How AI Transcription Actually Works (And Why It's So Good Now)

Lua Voice Team·
AItranscriptiontechnology

How AI Transcription Actually Works

Five years ago, automated transcription was a joke. You'd get back garbled text that took longer to fix than it would have taken to type everything yourself.

That's not the case anymore. Modern AI transcription is genuinely good. We're talking 95%+ accuracy for clear audio, with support for multiple speakers, accents, and even noisy environments.

So what changed?

The Short Version

Modern speech recognition uses deep learning models trained on hundreds of thousands of hours of audio. These models don't just match sounds to words. They understand context. If someone says "I need to check the books," the model knows from context whether they mean accounting ledgers or something to read.

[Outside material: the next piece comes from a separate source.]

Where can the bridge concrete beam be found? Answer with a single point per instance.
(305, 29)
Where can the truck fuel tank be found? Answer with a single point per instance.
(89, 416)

The models are also trained on real conversations, not just people carefully reading scripts. So they handle the ums, the interruptions, and the crosstalk that come with actual human speech.

Speaker Diarization: Who Said What

One of the most useful features in modern transcription is speaker diarization. This is the ability to tell speakers apart and label who said what.

It works by analyzing the audio characteristics of each voice, things like pitch, speaking pace, and vocal tone. The AI clusters these into distinct speakers and labels the transcript accordingly.

This is huge for meetings. Instead of a wall of text, you get a conversation you can actually follow.

What Makes a Good Transcription Tool

Not all transcription services are equal. Here's what we think matters:

Accuracy. This is table stakes. Anything below 90% creates more work than it saves.

Speed. You shouldn't have to wait 20 minutes for a 5 minute recording. Good tools process audio in near real time.

Speaker labels. If the tool can't tell speakers apart, meeting transcripts are basically useless.

Punctuation and formatting. Raw text without any structure is hard to read. Look for tools that add proper punctuation, paragraphs, and formatting automatically.

How Lua Voice Handles It

We use AssemblyAI for transcription, which consistently ranks among the most accurate engines available. Every transcription includes automatic speaker diarization and proper formatting.

But we also took it a step further. After transcription, we use Claude to generate structured notes with summaries, key points, and action items so you don't have to read through the entire transcript to find what matters.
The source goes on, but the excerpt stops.